Ecuadorian presidential candidate Fernando Villavicencio was killed in what President Guillermo Lasso called an assassination by unidentified individuals at a political rally in the country’s capital of Quito on Aug. 9.
His death comes less than two weeks before Ecuador’s elections, scheduled for Aug. 20.
Ecuador’s attorney general’s office has since said that one suspect in the attack has been arrested and died of wounds sustained during the attack. According to local media reports, several armed individuals opened fire on the candidate, who was shot three times.
According to early reports, several others were injured in the attack; authorities didn’t say how many.
Mr. Villavicencio’s death comes amid a marked increase in violence in Ecuador, fueled by the growing presence of drug cartels in the country, with escalating drug trafficking and violent killings. It’s been a central issue in the presidential campaign.
Last week, Mr. Villavicencio mentioned that a drug trafficking gang leader had threatened him and his crew.
Mr. Villavicencio was married and is survived by five children.
“For his memory and his fight, I assure you that this crime will not remain unpunished,” Mr. Lasso wrote on X, formerly known as Twitter, on Aug. 9. “Organized crime have gone very far, but all the weight of the law will fall on them.”
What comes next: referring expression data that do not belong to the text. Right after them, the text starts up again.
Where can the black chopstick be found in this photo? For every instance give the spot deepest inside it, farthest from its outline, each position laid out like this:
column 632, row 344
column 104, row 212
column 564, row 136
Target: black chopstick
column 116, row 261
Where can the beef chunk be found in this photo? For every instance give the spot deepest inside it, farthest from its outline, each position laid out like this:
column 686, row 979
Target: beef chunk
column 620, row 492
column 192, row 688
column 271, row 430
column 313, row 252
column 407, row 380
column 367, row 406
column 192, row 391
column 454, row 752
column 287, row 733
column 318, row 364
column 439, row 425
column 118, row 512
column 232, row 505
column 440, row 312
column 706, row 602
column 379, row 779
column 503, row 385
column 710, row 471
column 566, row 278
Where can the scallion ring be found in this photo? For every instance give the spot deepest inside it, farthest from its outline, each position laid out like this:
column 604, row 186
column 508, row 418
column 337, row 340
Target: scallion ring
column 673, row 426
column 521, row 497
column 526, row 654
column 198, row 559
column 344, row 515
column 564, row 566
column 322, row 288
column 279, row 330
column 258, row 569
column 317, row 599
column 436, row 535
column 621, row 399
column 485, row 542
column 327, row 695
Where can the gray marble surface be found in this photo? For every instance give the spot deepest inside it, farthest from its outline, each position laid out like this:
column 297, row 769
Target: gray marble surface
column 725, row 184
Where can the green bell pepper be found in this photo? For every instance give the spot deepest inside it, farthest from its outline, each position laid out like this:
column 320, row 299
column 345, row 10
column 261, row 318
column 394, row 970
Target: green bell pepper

The Ecuadorean president said he would gather the nation’s top security officials for an urgent meeting.
Mr. Villavicencio, who served as a lawmaker until May, when the Ecuadorian National Assembly was dissolved, was the candidate for the Build Ecuador Movement and was one of eight presidential candidates in the election scheduled for Aug. 20. Opinion polls placed him at about 7.5 percent support, which ranked him fifth out of the eight candidates. He was known as the anti-corruption candidate.
Mr. Villavicencio previously belonged to the union at the state-owned Petroecuador oil company and later transitioned into journalism.
He started his work with El Universo. As a reporter, he was recognized for challenging corruption. Throughout his career, he uncovered major governmental wrongdoing. For example, in 2015, he brought to light Ecuador’s covert operations that spied on journalists and political adversaries—Julian Assange among them—inside the embassy.
The Correa administration lasted from 2007 to 2017. For his statements made against the former president, Mr. Villavicencio received an 18-month jail sentence for defamation. He fled to indigenous territory within Ecuador and was later given asylum in Peru. While there, all charges against him were dropped in February 2018.
As a legislator, Mr. Villavicencio was criticized by opposition politicians for obstructing an impeachment process earlier this year against the Ecuadorean president, which led the latter to the call for early presidential elections.
On Aug. 8, Mr. Villavicencio made a report to the Ecuadorean attorney general’s office about an oil business, but no further details of his report were made public.
“Today more than ever, the need to act with a strong hand against crime is reiterated. May God have him in His glory,” fellow presidential hopeful Jan Topic wrote on X.